Some Lessons in Production Development (Hadoop) – Part 1

Wow. I can’t believe it has been a month since I have posted. On December 1, I started a new chapter in my life, working full time as a Data Scientist at the Rubicon Project. Needless to say, that has been keeping me occupied, as well as thinking about working on my dissertation. For the time, I am getting settled in here.

When I accepted this position, one of my hopes/expectations would be to become professionally competent and confident in C, Java, Python, Hadoop, and the software development process rather than relying on hobby and academic knowledge. That is something a degree cannot help with. It has been a great experience, although very frustrating, but that is expected when jumping into development professionally.
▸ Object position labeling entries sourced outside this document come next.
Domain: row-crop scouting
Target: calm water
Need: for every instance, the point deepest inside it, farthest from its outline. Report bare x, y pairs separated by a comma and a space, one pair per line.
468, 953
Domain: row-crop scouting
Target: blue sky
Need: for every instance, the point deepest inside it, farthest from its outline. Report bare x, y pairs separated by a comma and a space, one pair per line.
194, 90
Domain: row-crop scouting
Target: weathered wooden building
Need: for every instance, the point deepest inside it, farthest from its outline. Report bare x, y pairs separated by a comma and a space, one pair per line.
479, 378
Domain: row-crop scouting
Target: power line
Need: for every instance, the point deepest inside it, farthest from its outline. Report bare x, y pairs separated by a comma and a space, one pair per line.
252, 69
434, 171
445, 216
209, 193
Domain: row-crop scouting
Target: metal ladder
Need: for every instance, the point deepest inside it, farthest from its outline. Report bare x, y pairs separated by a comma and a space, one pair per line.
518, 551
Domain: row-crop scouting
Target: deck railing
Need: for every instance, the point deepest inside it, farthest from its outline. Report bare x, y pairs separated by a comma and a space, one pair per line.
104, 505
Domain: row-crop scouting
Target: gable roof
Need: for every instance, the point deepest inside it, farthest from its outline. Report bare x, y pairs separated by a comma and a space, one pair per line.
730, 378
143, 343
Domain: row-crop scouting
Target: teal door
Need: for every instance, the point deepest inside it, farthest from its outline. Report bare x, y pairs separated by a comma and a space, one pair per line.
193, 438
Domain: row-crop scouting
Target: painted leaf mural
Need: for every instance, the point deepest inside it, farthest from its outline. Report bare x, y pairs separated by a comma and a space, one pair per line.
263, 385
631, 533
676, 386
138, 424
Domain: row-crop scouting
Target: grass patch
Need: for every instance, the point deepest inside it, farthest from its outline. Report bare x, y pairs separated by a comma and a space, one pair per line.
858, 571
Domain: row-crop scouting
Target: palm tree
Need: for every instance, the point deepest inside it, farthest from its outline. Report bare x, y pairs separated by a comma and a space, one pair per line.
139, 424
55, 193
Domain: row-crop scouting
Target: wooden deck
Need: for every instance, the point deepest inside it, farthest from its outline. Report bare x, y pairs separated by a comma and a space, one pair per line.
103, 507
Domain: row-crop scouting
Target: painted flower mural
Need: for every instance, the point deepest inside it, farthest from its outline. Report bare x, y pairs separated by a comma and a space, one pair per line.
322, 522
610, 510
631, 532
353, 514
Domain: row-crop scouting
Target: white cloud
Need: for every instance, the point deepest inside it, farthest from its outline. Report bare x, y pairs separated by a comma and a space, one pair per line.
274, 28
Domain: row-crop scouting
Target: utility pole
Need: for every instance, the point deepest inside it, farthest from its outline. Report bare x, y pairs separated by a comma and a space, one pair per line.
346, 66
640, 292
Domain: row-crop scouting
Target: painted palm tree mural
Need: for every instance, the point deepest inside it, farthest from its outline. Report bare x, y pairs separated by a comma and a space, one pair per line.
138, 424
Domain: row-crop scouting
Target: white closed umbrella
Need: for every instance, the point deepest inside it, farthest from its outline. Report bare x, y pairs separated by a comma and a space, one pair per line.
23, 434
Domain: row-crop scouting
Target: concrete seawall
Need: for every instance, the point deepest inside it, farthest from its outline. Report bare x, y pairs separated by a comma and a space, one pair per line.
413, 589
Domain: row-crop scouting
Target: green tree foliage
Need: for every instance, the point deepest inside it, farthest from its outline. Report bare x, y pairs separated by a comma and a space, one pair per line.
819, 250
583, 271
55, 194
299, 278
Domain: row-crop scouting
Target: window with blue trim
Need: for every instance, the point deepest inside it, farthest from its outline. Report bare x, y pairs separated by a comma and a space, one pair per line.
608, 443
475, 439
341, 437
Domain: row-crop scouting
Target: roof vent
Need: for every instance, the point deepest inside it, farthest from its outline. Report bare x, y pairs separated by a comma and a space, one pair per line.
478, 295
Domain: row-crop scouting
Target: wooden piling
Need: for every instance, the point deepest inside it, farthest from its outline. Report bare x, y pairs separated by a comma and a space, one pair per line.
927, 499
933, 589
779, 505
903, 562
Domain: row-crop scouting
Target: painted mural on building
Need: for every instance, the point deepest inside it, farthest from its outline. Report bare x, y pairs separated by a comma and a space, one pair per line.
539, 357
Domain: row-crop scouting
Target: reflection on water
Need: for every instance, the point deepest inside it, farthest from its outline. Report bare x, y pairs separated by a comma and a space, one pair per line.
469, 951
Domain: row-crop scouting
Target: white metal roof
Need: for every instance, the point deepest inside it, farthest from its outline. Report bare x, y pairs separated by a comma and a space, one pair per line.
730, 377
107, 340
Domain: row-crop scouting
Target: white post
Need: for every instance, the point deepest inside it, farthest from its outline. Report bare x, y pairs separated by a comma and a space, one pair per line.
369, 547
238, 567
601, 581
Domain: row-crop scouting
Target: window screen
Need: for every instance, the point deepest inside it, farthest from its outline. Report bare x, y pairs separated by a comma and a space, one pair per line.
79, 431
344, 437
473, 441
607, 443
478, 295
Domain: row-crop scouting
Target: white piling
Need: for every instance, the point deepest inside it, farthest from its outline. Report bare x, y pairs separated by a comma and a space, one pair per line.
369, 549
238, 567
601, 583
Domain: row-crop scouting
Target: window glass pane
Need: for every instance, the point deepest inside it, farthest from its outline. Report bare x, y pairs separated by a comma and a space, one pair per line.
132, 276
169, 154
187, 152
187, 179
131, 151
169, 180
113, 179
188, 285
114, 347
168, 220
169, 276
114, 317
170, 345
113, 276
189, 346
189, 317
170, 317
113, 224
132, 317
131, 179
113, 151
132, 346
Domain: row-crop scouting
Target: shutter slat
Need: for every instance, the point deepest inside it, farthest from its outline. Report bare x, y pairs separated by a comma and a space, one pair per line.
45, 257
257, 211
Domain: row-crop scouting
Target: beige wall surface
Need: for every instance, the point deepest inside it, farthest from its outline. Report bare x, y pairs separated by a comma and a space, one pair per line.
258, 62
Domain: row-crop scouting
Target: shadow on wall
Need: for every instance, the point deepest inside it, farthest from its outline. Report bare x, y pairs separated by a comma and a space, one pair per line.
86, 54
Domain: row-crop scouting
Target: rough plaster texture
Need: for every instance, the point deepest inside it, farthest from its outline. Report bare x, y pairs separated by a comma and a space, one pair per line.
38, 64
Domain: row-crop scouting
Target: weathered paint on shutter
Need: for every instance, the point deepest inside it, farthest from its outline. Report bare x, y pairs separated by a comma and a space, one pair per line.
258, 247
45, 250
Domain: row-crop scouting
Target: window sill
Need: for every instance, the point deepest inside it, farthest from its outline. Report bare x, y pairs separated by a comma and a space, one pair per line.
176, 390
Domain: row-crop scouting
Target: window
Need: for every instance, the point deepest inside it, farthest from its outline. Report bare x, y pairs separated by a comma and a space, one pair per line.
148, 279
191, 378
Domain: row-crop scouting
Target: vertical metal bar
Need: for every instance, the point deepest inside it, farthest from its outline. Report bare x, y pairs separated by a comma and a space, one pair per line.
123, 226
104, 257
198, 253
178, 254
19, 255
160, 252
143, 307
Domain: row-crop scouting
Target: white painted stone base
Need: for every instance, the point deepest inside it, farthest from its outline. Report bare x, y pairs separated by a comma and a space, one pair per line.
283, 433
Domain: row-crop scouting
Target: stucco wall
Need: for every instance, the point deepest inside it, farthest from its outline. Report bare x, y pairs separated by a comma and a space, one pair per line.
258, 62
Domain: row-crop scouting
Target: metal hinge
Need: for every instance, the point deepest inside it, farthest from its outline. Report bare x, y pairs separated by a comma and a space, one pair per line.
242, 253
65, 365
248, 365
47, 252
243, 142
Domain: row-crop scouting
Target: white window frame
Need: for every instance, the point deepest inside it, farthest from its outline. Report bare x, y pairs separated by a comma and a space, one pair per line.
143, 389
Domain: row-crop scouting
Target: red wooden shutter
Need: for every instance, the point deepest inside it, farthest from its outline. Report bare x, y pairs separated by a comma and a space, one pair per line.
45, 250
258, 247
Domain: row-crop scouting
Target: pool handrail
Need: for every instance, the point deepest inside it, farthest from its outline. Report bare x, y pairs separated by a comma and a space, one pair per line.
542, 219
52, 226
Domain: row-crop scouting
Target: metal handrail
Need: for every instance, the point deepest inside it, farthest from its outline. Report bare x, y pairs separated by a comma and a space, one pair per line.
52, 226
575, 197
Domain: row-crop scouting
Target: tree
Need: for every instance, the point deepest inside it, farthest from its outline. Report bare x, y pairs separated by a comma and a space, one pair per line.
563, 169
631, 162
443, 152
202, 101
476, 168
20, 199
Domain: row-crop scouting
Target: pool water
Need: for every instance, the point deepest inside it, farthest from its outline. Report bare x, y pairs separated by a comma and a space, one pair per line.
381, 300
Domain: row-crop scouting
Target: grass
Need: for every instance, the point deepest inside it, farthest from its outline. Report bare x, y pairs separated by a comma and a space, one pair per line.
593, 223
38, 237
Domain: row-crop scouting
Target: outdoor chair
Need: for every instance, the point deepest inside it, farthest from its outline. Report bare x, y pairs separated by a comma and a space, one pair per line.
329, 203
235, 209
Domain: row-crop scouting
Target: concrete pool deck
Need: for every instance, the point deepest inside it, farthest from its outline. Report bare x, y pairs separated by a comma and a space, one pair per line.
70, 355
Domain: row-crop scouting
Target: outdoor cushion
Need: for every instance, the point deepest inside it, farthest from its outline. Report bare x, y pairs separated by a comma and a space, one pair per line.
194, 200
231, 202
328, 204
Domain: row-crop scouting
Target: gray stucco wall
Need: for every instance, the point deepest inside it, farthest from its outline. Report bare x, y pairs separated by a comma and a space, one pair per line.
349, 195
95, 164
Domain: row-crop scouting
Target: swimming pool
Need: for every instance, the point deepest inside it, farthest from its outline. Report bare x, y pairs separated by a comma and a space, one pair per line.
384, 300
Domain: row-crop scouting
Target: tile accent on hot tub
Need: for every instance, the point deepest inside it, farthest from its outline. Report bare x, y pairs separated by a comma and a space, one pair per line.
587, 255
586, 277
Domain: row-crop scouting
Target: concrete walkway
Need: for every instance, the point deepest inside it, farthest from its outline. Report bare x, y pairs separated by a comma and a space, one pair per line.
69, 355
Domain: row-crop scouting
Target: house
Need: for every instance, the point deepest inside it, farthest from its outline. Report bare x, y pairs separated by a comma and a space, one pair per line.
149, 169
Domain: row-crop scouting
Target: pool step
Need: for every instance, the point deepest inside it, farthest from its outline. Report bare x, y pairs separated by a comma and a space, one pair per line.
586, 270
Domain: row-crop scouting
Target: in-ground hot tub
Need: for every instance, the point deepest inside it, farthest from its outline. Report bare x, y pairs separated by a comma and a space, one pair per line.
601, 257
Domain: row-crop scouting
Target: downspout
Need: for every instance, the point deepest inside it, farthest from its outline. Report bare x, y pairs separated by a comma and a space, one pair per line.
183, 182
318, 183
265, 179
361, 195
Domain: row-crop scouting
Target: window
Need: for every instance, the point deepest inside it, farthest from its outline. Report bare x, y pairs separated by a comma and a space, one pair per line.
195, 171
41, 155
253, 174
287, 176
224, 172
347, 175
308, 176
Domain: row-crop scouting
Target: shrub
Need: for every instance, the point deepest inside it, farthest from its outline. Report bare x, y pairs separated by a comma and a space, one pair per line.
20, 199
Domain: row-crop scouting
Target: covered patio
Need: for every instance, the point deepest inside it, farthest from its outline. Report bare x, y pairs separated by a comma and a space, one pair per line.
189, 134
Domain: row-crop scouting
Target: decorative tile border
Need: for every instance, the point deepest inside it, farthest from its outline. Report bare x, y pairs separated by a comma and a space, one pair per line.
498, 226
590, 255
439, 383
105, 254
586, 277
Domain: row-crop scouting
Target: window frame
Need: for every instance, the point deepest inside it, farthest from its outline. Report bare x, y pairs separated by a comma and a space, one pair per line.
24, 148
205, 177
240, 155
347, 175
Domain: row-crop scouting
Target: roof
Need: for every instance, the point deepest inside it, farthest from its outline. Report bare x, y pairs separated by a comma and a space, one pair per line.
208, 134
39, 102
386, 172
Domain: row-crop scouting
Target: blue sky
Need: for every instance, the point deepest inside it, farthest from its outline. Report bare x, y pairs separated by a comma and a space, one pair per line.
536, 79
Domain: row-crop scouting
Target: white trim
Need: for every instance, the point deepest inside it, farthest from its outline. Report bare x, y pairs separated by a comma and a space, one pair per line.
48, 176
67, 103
I am writing this post to chronicle what I have learned about using Hadoop in production and how it majorly differs from its use in my research and personal analysis.
To start, I was asked to check out a huge stack of code from a Subversion repository. But then what?

But you’re a Computer Scientist! This should be easy!

The first part is true, but there is a stark difference between a garden variety computer scientist and one that converts from another field. Homegrown developers typically have an undergraduate degree in Computer Science (mine is close, but not purely CS). They have a strict and challenging curriculum of coursework, and their lives are peppered with summer internships. In these experiences, they are seasoned with professional work experience that they were not expected to have beforehand. Once they graduate, they have the skills necessary to work as a software engineer.

“Converts” typically have a love for Computer Science, but typically hold undergraduate degrees in related fields. Mine was Mathematics of Computation and Statistics. The Statistics B.S. was totally irrelevant. The Math of Computation B.S. was relevant in discovering my true interest, however, my life was consumed with writing proofs and solving puzzles. I only programmed for fun and to solve problems that I faced in daily life. Shortly after starting a Ph.D. in Statistics, I discovered that I wanted a career change to Computer Science and software engineering. Although I was subjected to the same curriculum as the undergraduates, it was rushed and did not provide the full experience the college CS majors received. Although I am booksmart in the fields, I come to the development world either being expected to know the ins and outs of engineering, or expected to pick it up quickly without the pampering. Learning engineering this way is fun, and not so mundane, but more frustrating.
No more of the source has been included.